Cline, who previously served in the Virginia General Assembly, listed his past experience sponsoring mental health bills in state legislature, and in Congress. He said his opponent is in favor of defunding police programs.
“There’s a lot of talk about increasing funding, and we have to make sure that we can afford that funding for mental health,” Cline said. “Where I will never vote to take that money from is our police. I will never vote to defund our police.”
But Lewis, responding later to a question about rising costs of college education, said professions like policing could benefit from student loan forgiveness programs.
“I’m excited about these programs coming out through the Biden administration of canceling student debt,” Lewis said. “There’s different avenues that you can get your loans decreased — by being a mental health worker, being a teacher, being a police officer, all of those kinds of things, depending on your job — and if you’re going into an industry that is lacking in professionals, you can get your student loans decreased that way.”
Cline said college costs must be curtailed by getting the private sector more involved, especially in the lending process.
“Community colleges are a big part of that, because the workforce is critical and our future workforce, training that future workforce, is not just about colleges and four-year universities.
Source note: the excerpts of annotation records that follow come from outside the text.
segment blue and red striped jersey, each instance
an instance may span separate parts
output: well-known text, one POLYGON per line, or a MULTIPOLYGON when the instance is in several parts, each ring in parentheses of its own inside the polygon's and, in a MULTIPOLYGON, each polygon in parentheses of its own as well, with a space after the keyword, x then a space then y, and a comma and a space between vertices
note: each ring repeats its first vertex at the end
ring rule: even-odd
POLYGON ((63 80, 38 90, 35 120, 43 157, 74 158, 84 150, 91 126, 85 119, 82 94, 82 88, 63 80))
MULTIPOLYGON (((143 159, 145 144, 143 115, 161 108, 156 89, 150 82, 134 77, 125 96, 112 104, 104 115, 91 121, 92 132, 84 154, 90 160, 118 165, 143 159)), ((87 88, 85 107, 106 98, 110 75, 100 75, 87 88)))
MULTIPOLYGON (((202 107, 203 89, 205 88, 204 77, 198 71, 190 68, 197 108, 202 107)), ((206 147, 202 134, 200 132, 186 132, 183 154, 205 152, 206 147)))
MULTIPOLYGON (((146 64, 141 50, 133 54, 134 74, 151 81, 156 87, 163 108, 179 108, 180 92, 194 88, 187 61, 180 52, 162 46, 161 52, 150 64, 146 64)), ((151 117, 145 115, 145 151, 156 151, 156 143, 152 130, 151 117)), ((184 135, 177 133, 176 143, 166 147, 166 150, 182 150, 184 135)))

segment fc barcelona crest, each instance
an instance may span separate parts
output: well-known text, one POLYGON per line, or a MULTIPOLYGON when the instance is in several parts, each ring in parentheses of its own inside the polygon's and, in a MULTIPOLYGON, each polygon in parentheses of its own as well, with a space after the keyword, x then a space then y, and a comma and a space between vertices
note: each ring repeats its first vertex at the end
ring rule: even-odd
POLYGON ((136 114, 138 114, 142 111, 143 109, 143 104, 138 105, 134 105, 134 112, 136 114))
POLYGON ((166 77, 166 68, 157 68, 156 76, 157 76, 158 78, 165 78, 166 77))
It’s about those getting technical degrees as well.”
On a closing question about the future of Medicare, Cline said the entitlement program will not be the same for his young twin daughters by the time they retire, but it would be unfair to change the program for today’s senior citizens. He said government spending of the past two years has not helped.
“It is pushing more and more on our entitlement programs — Medicare, Medicaid, Social Security — all of which are approaching insolvency, unless we take action,” Cline said.
On Medicare, he continued: “We have to make it sustainable beyond the date at which it is going to become insolvent, which is in the next decade.”
Lewis said she is excited that recently passed legislation will allow Medicare to negotiate drug prices, and she supports expanded and improved Medicare for all.
“We cannot have anybody in this country be without health care and access to health care, whether it’s preventative, ongoing, and again mental health,” Lewis said. “We are the richest country in this world, and for anybody to not have access to health care is completely inexcusable.”
The Tuesday night forum was hosted by the Lexington Chamber of Commerce.
Cline is running for a third term in Congress, while Lewis for a second time challenges him in the 6th District, which sprawls some 200 miles north from Roanoke into Winchester.